We further tested the Burkitt's lymphoma classifier by dividing the cases depicted in Figure 1C into equally sized training and test sets. The algorithm was generated with the use of data from the training set and was applied to the test set. The results of this analysis agreed with those of the leave-one-out cross-validation analysis in 99 percent of the cases in the test set, confirming that the algorithm effectively distinguishes Burkitt's lymphoma from diffuse large-B-cell lymphoma.

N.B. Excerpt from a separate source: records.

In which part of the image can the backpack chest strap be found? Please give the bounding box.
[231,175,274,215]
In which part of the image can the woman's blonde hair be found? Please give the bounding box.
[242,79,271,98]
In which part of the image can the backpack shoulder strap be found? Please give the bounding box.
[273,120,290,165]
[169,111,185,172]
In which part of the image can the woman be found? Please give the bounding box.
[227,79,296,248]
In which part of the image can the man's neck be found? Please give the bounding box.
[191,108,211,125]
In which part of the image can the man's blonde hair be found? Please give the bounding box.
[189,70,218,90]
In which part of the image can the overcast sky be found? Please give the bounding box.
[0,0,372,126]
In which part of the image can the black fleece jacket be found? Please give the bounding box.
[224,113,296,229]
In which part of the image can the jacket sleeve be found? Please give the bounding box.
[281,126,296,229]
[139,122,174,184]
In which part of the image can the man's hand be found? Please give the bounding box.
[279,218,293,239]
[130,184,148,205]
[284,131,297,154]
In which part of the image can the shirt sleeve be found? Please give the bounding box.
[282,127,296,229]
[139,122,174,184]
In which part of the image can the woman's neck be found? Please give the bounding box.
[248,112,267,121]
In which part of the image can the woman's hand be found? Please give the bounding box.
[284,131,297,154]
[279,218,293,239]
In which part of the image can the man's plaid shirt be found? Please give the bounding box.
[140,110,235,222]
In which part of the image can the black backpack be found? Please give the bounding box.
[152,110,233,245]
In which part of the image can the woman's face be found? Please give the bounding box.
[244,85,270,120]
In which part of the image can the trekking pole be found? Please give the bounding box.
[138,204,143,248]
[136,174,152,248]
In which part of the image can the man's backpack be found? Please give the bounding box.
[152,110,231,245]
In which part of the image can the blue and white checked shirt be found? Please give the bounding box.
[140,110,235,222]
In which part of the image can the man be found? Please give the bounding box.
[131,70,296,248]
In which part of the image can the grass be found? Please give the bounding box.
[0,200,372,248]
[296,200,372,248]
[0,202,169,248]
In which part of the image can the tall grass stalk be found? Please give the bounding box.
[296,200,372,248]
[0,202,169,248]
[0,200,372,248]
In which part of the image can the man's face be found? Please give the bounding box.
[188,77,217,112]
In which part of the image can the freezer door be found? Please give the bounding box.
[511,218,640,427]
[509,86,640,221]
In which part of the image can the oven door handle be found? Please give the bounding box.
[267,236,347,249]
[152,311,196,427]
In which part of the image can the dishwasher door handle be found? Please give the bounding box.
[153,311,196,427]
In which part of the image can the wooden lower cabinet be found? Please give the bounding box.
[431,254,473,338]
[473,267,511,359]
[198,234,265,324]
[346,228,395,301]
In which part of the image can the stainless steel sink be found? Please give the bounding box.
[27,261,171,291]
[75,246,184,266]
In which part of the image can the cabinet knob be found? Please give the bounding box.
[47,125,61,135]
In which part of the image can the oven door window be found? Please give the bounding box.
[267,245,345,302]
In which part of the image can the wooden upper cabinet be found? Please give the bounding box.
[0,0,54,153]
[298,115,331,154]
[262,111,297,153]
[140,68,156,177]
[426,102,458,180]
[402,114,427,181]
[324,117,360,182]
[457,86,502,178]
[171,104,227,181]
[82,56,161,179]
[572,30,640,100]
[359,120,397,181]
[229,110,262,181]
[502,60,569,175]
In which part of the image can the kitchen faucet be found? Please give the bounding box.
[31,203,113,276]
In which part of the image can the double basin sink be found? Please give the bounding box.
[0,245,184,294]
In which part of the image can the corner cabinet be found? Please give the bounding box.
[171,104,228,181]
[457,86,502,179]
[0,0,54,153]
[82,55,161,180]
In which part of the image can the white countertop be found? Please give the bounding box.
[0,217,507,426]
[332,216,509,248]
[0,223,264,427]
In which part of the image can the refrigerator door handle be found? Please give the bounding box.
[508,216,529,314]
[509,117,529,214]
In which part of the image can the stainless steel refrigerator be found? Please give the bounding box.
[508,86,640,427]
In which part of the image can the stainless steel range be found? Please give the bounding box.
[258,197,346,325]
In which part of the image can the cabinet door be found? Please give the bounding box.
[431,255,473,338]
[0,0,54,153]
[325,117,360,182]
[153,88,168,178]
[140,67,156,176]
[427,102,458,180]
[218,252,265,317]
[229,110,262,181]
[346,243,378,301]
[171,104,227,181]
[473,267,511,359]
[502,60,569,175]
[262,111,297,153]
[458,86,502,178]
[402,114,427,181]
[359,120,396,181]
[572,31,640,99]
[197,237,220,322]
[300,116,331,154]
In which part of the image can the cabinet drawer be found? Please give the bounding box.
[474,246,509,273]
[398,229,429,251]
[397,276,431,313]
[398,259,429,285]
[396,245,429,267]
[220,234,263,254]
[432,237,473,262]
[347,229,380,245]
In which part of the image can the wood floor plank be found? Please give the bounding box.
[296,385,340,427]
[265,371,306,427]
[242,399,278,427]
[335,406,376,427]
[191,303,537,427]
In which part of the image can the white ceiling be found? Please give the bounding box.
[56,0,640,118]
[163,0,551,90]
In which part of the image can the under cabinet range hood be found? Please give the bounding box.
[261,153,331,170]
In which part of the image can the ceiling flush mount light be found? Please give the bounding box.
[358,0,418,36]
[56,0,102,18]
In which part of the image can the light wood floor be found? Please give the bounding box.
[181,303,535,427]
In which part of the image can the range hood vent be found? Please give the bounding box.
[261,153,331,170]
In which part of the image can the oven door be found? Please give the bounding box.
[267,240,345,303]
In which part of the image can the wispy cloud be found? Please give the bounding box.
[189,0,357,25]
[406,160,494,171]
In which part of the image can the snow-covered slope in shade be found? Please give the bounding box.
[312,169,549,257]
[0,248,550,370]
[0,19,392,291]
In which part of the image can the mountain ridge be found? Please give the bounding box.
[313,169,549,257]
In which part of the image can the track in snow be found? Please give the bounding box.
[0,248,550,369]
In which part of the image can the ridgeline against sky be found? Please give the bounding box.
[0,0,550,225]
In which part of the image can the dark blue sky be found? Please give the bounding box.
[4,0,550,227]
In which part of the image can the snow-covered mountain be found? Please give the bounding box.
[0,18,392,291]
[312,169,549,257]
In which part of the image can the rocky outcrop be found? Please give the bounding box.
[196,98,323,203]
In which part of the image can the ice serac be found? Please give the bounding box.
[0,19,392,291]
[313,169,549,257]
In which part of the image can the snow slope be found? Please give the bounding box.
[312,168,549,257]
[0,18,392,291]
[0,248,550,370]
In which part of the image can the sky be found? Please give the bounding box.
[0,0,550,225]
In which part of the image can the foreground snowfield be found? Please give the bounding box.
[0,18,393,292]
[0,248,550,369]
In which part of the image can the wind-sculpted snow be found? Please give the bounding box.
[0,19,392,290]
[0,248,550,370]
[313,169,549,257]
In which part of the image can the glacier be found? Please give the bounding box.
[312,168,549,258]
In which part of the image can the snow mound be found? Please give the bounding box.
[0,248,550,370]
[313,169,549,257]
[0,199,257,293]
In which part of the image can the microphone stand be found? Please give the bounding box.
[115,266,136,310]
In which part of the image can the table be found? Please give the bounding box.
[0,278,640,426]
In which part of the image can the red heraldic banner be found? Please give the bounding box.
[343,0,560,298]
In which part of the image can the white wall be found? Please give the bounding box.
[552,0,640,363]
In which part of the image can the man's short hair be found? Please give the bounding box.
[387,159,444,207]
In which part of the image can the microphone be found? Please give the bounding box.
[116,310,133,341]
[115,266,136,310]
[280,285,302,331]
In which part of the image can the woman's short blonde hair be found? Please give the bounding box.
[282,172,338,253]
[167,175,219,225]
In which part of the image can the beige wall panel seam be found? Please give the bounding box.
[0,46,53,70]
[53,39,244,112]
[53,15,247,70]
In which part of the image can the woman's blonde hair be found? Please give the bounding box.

We next used the DNA microarrays to classify the cases that were originally diagnosed as Burkitt's lymphoma or Burkitt-like lymphoma but were reclassified during pathology review as either diffuse large-B-cell lymphoma (20 cases) or high-grade lymphoma, not otherwise specified (6 cases) (Figure 1D). The gene-expression profile was not in accord with the pathological diagnosis in 8 of these 26 cases (31 percent). We also analyzed the nine cases that had originally been diagnosed as high-grade diffuse large-B-cell lymphoma and were verified on pathology review as such; one of these was molecularly classified as Burkitt's lymphoma.

Thus, nine cases with a pathological diagnosis of either diffuse large-B-cell lymphoma or high-grade lymphoma not otherwise specified had a gene-expression profile consistent with Burkitt's lymphoma (Figure 1D); these cases are referred to hereafter as "Burkitt's lymphoma–discrepant cases."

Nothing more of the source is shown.